Ещё издали девушка заметила свежую россыпь цветов, несколько скромных венков и ту самую гранитную плиту, на которой теперь будет жить память об Илье. Она остановилась поодаль, не решаясь приблизиться, потом вздохнула и, собравшись с духом, дошла до места, опираясь на холодный металл соседних оградок. Глаша долго стояла, вглядываясь в весёлое лицо, смотрящее с овала фотографии. Потом, отирая с лица натёкшую воду и слёзы, присела на простую скамейку, наспех сколоченную из досок, и долго смотрела на могильный камень.

Глаша сидела спиной к огромному раскидистому дереву и думала, что в таком месте Илье точно будет спокойно; он любил растения, а это дерево стало теперь сенью для его могилы. Оборвав себя на половине этих мыслей, девушка подняла глаза и ощутила бесконечное, горькое одиночество, словно те, стоявшие неподалёку мраморные ангелы, что царапали мятущийся сумрак каменными крыльями. Но Глафире стало немного легче: теперь она смогла выплакаться. Здесь, на кладбище, это было уместно и к тому же кто пойдёт в такую штормовую погоду навещать своих усопших близких.

Но вдруг Глафира заметила движение между могилами и удивилась, что кто-то, кроме неё, готов принести своё горе в такую непогоду и пострадать в одиночестве. И хотя из-за дождя и качающихся веток кустарника было плохо видно, кто там ходит, и она особо и не всматривалась, всё-таки ей показалось странным, что человек прошёл несколько раз по одному и тому маршруту, причём сначала медленно и тяжело, а потом гораздо легче и быстрее.

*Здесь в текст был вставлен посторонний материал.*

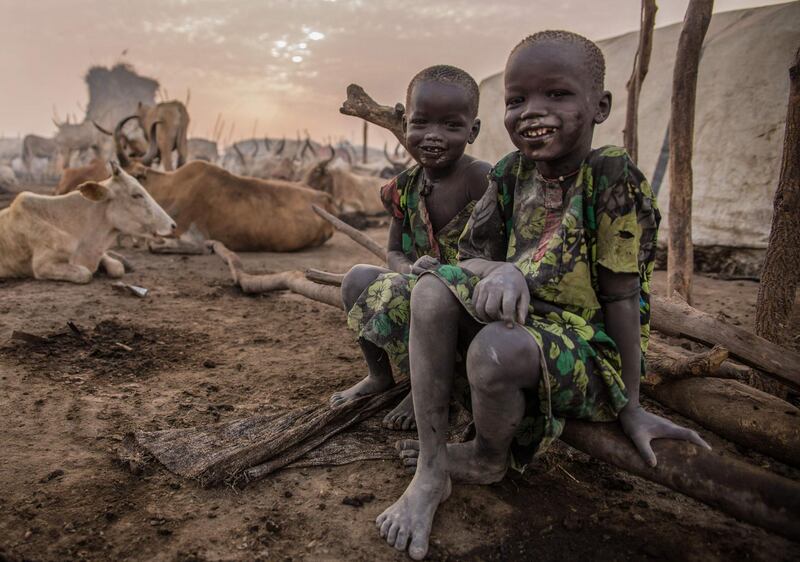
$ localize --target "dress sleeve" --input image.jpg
[381,177,405,220]
[594,147,661,273]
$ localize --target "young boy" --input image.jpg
[331,65,491,429]
[376,31,708,559]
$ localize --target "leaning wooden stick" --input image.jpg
[311,205,386,262]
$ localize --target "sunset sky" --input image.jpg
[0,0,780,144]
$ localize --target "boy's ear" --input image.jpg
[594,90,611,125]
[78,181,111,201]
[467,117,481,144]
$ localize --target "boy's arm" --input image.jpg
[386,217,413,273]
[597,266,711,466]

Не обнаруживая себя, девушка быстро пробралась за естественной оградой кустарников, и минут десять сидела возле большого камня, откуда хорошо была видна тропинка. Но поскольку больше никто не появлялся, Глаша подумала, что опоздала, а человек наверняка ушёл. Скорее всего, это был работник кладбища и, видимо, очень усердный, раз работал в такую погоду. Дождь только усиливался, гром уже перебрался ближе и теперь поминутно трещал в вышине, ветер жестоко трепал деревья, а молнии лупили в разные стороны, высвечивая бледные лица изваяний, верхушки деревянных крестов и оградки. Глаша уже решила, что с неё такого странного времяпрепровождения и слишком реалистичных декораций достаточно, и хотела уходить, как вдруг очередной всполох высветил ещё один огромный валун, лежащий в метрах пятидесяти от неё. И увиденное просто выбило почву из-под ног у девушки. Она быстро достала телефон и стала судорожно включать видеокамеру.

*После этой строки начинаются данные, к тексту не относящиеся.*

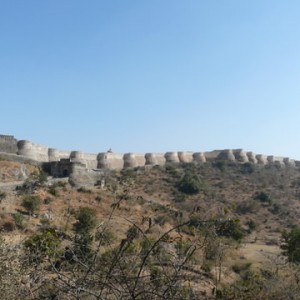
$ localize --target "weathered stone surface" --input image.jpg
[247,152,257,164]
[0,135,18,154]
[123,153,146,168]
[204,150,222,160]
[145,153,166,166]
[165,152,179,163]
[48,148,71,162]
[97,152,124,170]
[283,157,296,167]
[193,152,206,164]
[233,149,249,163]
[256,154,268,165]
[178,151,193,163]
[70,151,98,169]
[217,149,235,161]
[17,140,49,162]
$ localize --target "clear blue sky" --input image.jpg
[0,0,300,159]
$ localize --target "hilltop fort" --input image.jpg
[0,135,300,182]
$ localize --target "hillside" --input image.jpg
[0,160,300,299]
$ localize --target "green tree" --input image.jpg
[280,227,300,263]
[177,172,203,194]
[22,196,41,215]
[74,207,96,234]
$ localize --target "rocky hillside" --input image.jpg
[0,160,300,299]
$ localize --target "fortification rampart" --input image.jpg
[0,135,300,174]
[0,135,18,154]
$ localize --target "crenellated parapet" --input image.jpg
[0,135,300,174]
[17,140,49,162]
[0,134,18,154]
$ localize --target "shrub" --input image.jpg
[216,219,245,241]
[235,200,259,214]
[95,229,115,245]
[77,187,92,194]
[22,196,41,215]
[12,213,25,229]
[246,220,256,233]
[253,192,273,205]
[48,187,59,197]
[231,262,252,274]
[74,207,96,234]
[177,172,203,195]
[0,191,6,202]
[24,228,60,261]
[280,227,300,263]
[241,162,256,174]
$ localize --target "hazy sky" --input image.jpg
[0,0,300,159]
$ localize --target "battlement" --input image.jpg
[0,135,300,175]
[0,134,17,154]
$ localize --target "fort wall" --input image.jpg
[0,135,300,176]
[0,135,18,154]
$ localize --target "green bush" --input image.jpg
[74,207,96,234]
[241,162,256,174]
[280,227,300,263]
[253,192,273,205]
[216,219,245,241]
[12,213,25,229]
[48,187,59,197]
[77,186,92,194]
[22,196,41,215]
[0,191,6,202]
[95,229,115,245]
[24,228,60,260]
[177,172,203,195]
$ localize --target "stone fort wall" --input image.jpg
[0,135,300,170]
[0,135,18,154]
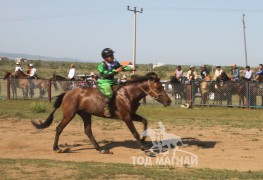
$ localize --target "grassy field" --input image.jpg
[0,100,263,179]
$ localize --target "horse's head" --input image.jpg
[3,72,12,80]
[146,72,172,106]
[217,72,230,81]
[14,69,28,78]
[170,76,181,83]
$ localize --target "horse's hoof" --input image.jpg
[56,147,71,153]
[144,150,157,157]
[100,149,113,154]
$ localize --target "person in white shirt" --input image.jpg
[174,65,184,81]
[214,65,223,80]
[245,66,253,81]
[15,62,23,72]
[186,66,198,82]
[68,64,76,80]
[28,64,37,79]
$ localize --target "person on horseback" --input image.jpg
[213,65,223,81]
[68,64,76,80]
[186,66,198,82]
[98,48,132,117]
[15,62,23,72]
[244,66,253,81]
[27,64,37,94]
[230,64,240,81]
[255,64,263,81]
[174,65,184,82]
[200,65,210,80]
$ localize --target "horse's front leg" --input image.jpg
[131,114,148,142]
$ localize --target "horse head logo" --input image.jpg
[142,121,187,153]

Прямо перед ней разыгрывалась жуткая сцена. Глаша могла поклясться, что минуту назад здесь никого не было, но сейчас на камне стоял человек, он воздевал руки к небу, а самое страшное было то, что возле его ног лежало тело. Безвольно висящие руки, свёрнутая набок голова, проваленная синюшная кожа под глазами и неестественный желтоватый оттенок кожи, всё это Глаша успела увидеть в свете короткого электрического разряда. Следующая же за яркой вспышкой темнота, как ластиком стёрла картинку.

Глафира буквально вжалась в камень, за которым скрывалась, её трясло от холода и от кошмарной картинки, она не могла совладать с собой и снова выглянуть из укрытия. Но вдруг её метущийся от страха взгляд упал на могилу Ильи, девушка замерла, дрожащей рукой вытерла кривящийся рот, готовый выпустить рыдающий крик, и ей показалось, что на секунду бешено скачущее сердце остановилось. Внезапно Глаша поняла, что это будет её прощением. Она просто обязана понять, что там случилось и не тогда, когда приедут другие люди, а именно сейчас, ибо она сама выбрала этот путь. И хотя в это жерло бури, к холодной стенке могильного камня её привела какое-то детское упрямство, с которым она рвалась на работу следователя, сейчас девушкой руководили другие чувства, которые гнали её через собственный животный страх, через ужас, бьющий по глазам увиденной картинкой.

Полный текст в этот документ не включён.